Le député Farba Ngom se trouve aujourd’hui sous enquête judiciaire. Le ministre de la Justice, Ousmane Diagne, a saisi l’Assemblée nationale pour demander la levée de son immunité parlementaire. Bien que les raisons de cette demande soient distinctes, la situation rappelle des affaires antérieures, telles que celles de Khalifa Sall ou d’Ousmane Sonko. Bien que la légalité de l’immunité parlementaire ne soit pas contestée, la procédure est souvent critiquée pour son non-respect et pour les motivations perçues comme étant politiques dans de nombreux cas.
Fondement constitutionnel
La Constitution de 2001, en vigueur actuellement, prévoit l’immunité parlementaire sous certaines conditions. Son article 61 stipule que « Aucun député ne peut, pendant la durée de son mandat, être poursuivi, recherché, arrêté, détenu ou jugé à l’occasion des opinions ou votes émis par lui dans l’exercice de ses fonctions. » Ce principe garantit aux parlementaires la liberté d’expression et d’action dans leur travail législatif sans crainte de représailles judiciaires.
Il est cependant important de distinguer l’irresponsabilité de l’inviolabilité. La première protège les parlementaires pour les actes accomplis dans le cadre de leurs fonctions (opinions, votes, interventions en séance), tandis que la seconde interdit de poursuivre un parlementaire pour des infractions commises en dehors de ses fonctions sans autorisation préalable. Toutefois, en cas de flagrant délit, l’inviolabilité ne s’applique pas, et le parlementaire peut être arrêté immédiatement, mais l’Assemblée nationale doit en être informée dans les plus brefs délais.
Le défi reste de renforcer la confiance des citoyens envers les institutions. Une levée d’immunité doit être perçue comme un acte visant à garantir l’égalité devant la loi, et non comme une manœuvre politique. Cela nécessite une justice indépendante, un cadre légal solide, et l’engagement des parlementaires à privilégier l’intérêt général plutôt que leurs intérêts personnels ou partisans.
La procédure
Après la saisine du ministre de la Justice, le bureau de l’Assemblée nationale se réunit pour examiner la demande. Une commission ad hoc est ensuite mise en place pour étudier cette demande, suivie d’une séance plénière, prévue ce vendredi, pour statuer sur la levée de l’immunité parlementaire de Farba Ngom.

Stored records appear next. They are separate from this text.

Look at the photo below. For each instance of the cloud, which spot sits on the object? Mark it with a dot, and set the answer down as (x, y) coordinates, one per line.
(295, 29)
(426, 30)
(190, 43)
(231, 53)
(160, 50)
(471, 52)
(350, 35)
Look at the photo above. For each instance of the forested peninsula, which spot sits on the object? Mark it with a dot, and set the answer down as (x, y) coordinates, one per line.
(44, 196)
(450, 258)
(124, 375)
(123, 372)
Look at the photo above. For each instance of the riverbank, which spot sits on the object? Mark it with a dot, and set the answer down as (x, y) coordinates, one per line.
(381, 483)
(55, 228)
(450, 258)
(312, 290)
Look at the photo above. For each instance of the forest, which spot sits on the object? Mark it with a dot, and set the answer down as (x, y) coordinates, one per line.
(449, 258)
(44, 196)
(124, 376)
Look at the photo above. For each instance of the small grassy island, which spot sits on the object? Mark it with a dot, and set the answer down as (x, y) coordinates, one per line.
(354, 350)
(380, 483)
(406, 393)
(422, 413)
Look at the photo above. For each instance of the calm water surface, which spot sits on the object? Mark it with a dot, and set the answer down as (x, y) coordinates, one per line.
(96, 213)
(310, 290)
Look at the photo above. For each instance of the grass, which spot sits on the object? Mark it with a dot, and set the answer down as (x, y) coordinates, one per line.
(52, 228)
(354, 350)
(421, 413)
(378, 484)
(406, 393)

La levée de l’immunité parlementaire est régie par des règles strictes, inscrites dans les textes législatifs et réglementaires. Une fois la demande formulée par le ministère de la Justice et transmise au président de l’Assemblée nationale, la commission ad hoc auditionne le parlementaire concerné et analyse les éléments fournis par l’autorité judiciaire. Ensuite, le rapport de la commission est soumis à un vote en plénière. Une majorité simple des députés présents est nécessaire pour lever l’immunité.
Les articles 51 et 52 de la Constitution visent à maintenir un équilibre entre la protection des prérogatives parlementaires et la préservation du principe de justice. Cependant, leur application soulève parfois des controverses, notamment lorsqu’elle semble influencée par des considérations politiques. Ces articles rappellent l’importance d’une séparation rigoureuse des pouvoirs pour garantir la crédibilité des institutions démocratiques et prévenir tout abus ou instrumentalisation des procédures légales.
Un outil pour neutraliser des opposants politiques ?
L’immunité parlementaire est parfois perçue au Sénégal comme un moyen pour certains élus d’échapper à la justice. Des abus ont été relevés, en particulier dans des affaires de corruption, de détournements de fonds publics ou d’autres infractions graves.
La procédure de levée d’immunité est également considérée par certains comme un instrument pour neutraliser des opposants politiques, comme l’ont montré les affaires Khalifa Sall et Ousmane Sonko.
Lors des dernières législatives, plusieurs personnalités politiques, dont Farba Ngom, Amadou Ba, Aïssata Tall Sall, Abdou Karim Sall, Macky Sall et Cheikh Oumar Hanne, ayant occupé des fonctions importantes au sein de l’État, ont cherché à obtenir un poste de député. Une partie de l’opinion publique, en particulier leurs adversaires politiques, y a vu une tentative de se protéger derrière l’immunité parlementaire.
En réponse à ces accusations, des figures comme Abdou Mbow (député), Zahra Iyane Thiam (ancienne ministre) et Amadou Ba (ancien Premier ministre) ont défendu leur position, affirmant qu’un ancien ministre pouvait légitimement servir son pays à l’Assemblée nationale. « Avec votre majorité écrasante, vous pouvez lever l’immunité parlementaire de n’importe qui sur commande », avait répliqué une ancienne ministre de l’Économie sociale et solidaire lorsqu’on critiquait l’absentéisme de son mentor à l’hémicycle.